Friday, 11 December 2020

Review of “A Cap of Horror: First World War poetry by female Nurses and Carers” - an anthology by Leo Van Bergen (Uitgeverij dt (duidelijke taal), Nijmegen, 2020), with illustrations by Irma Jansen. Dutch title: “Een Kap Van Afschuw”

For this innovative anthology Leo Van Bergan selected poems by seventeen female WW1 poets who wrote in English and translated them into Dutch.  The resulting book is in two halves, which I think is a brilliant idea – in one side are the English poems, turn it over and you get the Dutch translations.    Although Dutch is not one of ‘my’ languages, I have spent time in Dutch-speaking countries and am familiar with the language.  As I studied French, German and Italian in my youth, I am interested in all languages and I feel that through learning other languages we can communicate better and communication is surely the key to a peaceful existence. 

I have researched most of the poets included in this anthology and all of them are on the list I have complied so far – see http://femalewarpoets.blogspot.com/p/female-poets-of-first-world-war-revised.html.

However, there was one poet I had not yet researched, so I am extremely grateful to Leo for the chance to research Margaret Helen Florine RN, an American nurse and poet. 

The poets included in Leo’s anthology are:  Enid Bagnold, Mary Borden, Lillian Bowes-Lyon, Vera Brittain, May Wedderburn-Cannan, Eva Dobell, Margaret Helen Florine, Rosaleen Graves, Winifred Mary Letts, Rose Macaulay, Nina Mardel, Carola Oman, Jessie Pope, May Sinclair, Millicent Sutherland, Alberta Vickridge and M. Winifred Wedgwood.  Apart from the poems there is a Foreword in two parts by Leo and by Margo van Mol, a Dutch intensive care nurse and psychologist at Erasmus MC Rotterdam, and a Preface by Sophie de Schaepdrijver, Prefossor of Modern European History at Pennsylvania State University. Leo has also written a comprehensive Introduction to his selection.  Also included are brief biographies of the poets. 

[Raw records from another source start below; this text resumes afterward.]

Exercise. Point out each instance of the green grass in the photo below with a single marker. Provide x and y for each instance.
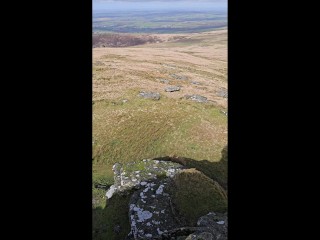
(140, 129)
(105, 218)
(194, 195)
(144, 128)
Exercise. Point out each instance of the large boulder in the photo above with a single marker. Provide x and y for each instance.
(133, 175)
(151, 212)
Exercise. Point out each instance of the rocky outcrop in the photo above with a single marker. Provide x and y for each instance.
(151, 213)
(135, 175)
(164, 196)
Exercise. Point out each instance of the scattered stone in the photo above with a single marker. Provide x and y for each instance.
(197, 98)
(156, 206)
(175, 76)
(101, 186)
(196, 83)
(169, 66)
(99, 63)
(223, 93)
(150, 95)
(117, 229)
(130, 176)
(164, 81)
(172, 89)
(224, 112)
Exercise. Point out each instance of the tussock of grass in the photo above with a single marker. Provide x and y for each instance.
(194, 195)
(105, 219)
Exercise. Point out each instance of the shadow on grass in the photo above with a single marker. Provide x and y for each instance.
(112, 222)
(218, 171)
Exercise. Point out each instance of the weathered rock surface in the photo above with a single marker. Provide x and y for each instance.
(151, 213)
(197, 98)
(211, 227)
(175, 76)
(195, 82)
(172, 89)
(223, 93)
(164, 81)
(150, 95)
(136, 174)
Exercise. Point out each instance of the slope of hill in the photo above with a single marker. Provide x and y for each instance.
(189, 74)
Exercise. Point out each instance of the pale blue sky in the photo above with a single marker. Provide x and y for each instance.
(159, 5)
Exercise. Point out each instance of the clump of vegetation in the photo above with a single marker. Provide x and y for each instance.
(113, 216)
(195, 194)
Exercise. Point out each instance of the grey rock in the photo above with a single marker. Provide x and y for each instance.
(164, 81)
(150, 95)
(197, 98)
(175, 76)
(150, 212)
(126, 177)
(212, 226)
(223, 93)
(196, 83)
(172, 89)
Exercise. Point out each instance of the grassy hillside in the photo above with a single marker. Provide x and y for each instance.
(127, 127)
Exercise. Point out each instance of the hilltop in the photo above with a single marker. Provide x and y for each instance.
(163, 97)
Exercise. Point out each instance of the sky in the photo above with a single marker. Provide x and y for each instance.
(118, 5)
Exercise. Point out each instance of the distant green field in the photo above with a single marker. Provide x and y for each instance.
(173, 22)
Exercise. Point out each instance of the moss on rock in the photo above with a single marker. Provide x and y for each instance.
(195, 194)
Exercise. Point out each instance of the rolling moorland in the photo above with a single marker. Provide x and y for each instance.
(187, 118)
(158, 21)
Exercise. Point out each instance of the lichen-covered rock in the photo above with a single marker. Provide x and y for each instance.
(172, 89)
(150, 95)
(212, 226)
(197, 98)
(178, 77)
(151, 212)
(134, 175)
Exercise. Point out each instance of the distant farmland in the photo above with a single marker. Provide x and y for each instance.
(158, 22)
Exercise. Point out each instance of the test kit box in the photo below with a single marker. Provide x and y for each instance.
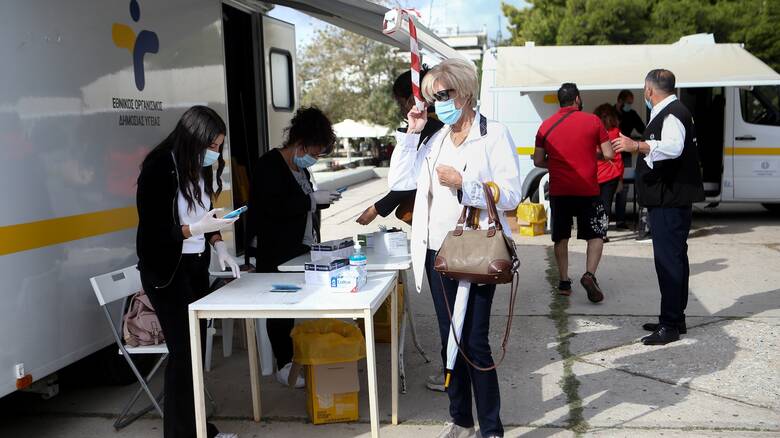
(324, 272)
(332, 249)
(392, 243)
(332, 392)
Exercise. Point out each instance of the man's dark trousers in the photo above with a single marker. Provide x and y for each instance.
(670, 227)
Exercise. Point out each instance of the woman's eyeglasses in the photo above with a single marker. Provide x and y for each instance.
(443, 95)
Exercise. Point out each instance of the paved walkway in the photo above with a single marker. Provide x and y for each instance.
(573, 368)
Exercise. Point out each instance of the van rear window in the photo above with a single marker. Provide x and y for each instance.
(761, 105)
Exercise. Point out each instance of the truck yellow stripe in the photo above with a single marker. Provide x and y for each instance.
(32, 235)
(753, 151)
(38, 234)
(525, 150)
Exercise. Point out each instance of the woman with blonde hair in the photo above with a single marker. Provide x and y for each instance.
(448, 172)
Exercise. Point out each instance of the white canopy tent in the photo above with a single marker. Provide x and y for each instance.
(365, 18)
(363, 129)
(696, 61)
(351, 129)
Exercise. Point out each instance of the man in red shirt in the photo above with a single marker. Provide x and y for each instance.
(565, 145)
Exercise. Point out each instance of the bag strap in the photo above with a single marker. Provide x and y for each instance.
(504, 341)
(496, 225)
(555, 125)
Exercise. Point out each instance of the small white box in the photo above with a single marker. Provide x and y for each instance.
(391, 243)
(348, 280)
(323, 273)
(332, 249)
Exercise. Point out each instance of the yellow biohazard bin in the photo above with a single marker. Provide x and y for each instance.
(329, 349)
(531, 218)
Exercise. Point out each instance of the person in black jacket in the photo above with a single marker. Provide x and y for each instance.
(175, 226)
(402, 93)
(669, 183)
(284, 211)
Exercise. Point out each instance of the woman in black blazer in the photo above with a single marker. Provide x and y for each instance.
(176, 225)
(284, 210)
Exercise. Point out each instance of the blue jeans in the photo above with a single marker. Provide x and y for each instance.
(670, 227)
(474, 341)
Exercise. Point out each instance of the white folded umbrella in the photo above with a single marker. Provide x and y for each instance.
(458, 316)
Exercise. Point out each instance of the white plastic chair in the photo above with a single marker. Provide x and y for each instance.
(116, 286)
(544, 201)
(108, 289)
(226, 329)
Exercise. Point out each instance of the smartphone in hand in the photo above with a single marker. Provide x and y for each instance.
(235, 213)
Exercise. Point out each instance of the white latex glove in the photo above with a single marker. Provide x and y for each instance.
(210, 224)
(226, 260)
(325, 196)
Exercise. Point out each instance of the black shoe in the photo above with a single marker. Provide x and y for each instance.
(653, 326)
(591, 285)
(564, 287)
(662, 336)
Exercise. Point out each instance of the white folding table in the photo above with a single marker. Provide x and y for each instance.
(382, 263)
(249, 297)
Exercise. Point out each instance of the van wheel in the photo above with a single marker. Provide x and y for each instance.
(774, 208)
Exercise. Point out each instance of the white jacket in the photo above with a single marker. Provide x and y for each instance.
(490, 157)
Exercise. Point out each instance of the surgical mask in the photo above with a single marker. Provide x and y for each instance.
(210, 158)
(447, 113)
(305, 161)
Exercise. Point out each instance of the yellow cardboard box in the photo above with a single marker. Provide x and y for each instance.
(535, 229)
(332, 392)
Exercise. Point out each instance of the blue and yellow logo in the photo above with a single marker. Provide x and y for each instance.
(146, 42)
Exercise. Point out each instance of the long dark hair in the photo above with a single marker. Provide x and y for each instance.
(608, 115)
(310, 127)
(197, 128)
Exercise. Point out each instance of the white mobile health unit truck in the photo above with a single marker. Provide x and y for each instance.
(87, 88)
(734, 98)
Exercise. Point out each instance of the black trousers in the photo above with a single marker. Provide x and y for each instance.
(190, 283)
(670, 227)
(608, 190)
(474, 341)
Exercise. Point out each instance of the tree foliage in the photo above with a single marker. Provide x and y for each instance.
(577, 22)
(350, 76)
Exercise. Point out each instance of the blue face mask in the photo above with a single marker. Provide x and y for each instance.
(447, 113)
(305, 161)
(210, 158)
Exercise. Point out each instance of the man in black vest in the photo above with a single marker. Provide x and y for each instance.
(669, 182)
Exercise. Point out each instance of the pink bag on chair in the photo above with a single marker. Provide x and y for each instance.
(141, 326)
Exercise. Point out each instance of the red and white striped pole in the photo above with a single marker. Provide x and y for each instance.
(393, 21)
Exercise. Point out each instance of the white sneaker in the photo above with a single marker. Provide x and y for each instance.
(435, 382)
(452, 430)
(284, 374)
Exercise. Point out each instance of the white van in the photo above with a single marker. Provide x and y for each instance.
(734, 98)
(87, 88)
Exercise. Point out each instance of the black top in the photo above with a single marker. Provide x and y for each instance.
(394, 198)
(159, 238)
(630, 120)
(671, 183)
(278, 211)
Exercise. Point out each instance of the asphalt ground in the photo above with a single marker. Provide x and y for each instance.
(573, 368)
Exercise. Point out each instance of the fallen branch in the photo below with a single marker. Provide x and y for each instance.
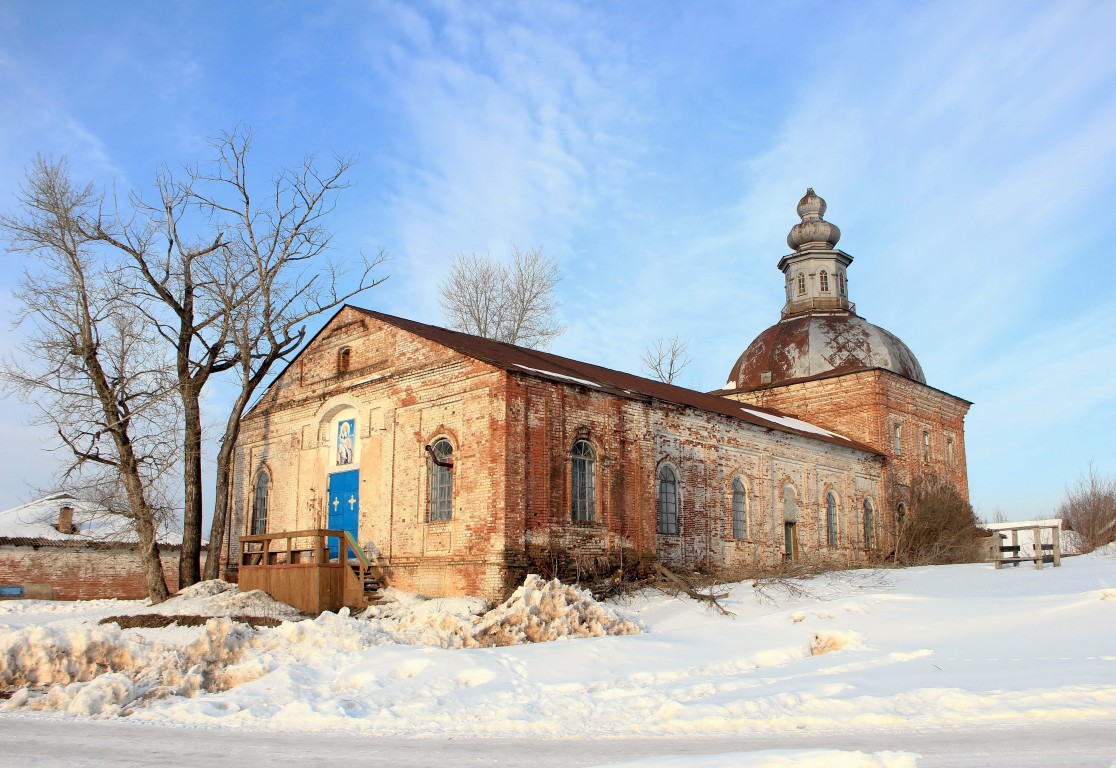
(682, 585)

This is a book that will be of great interest to those who appreciate poetry and those who are interested in the First World War – both English and Dutch speakers – as well as to language students.

The wonderful illustrations by Irma Jansen highlight the intensity of the emotions expressed in the poems Leo has selected.

Leo Van Bergen is a Dutch Medical Historian who has written several books about health and the First World War.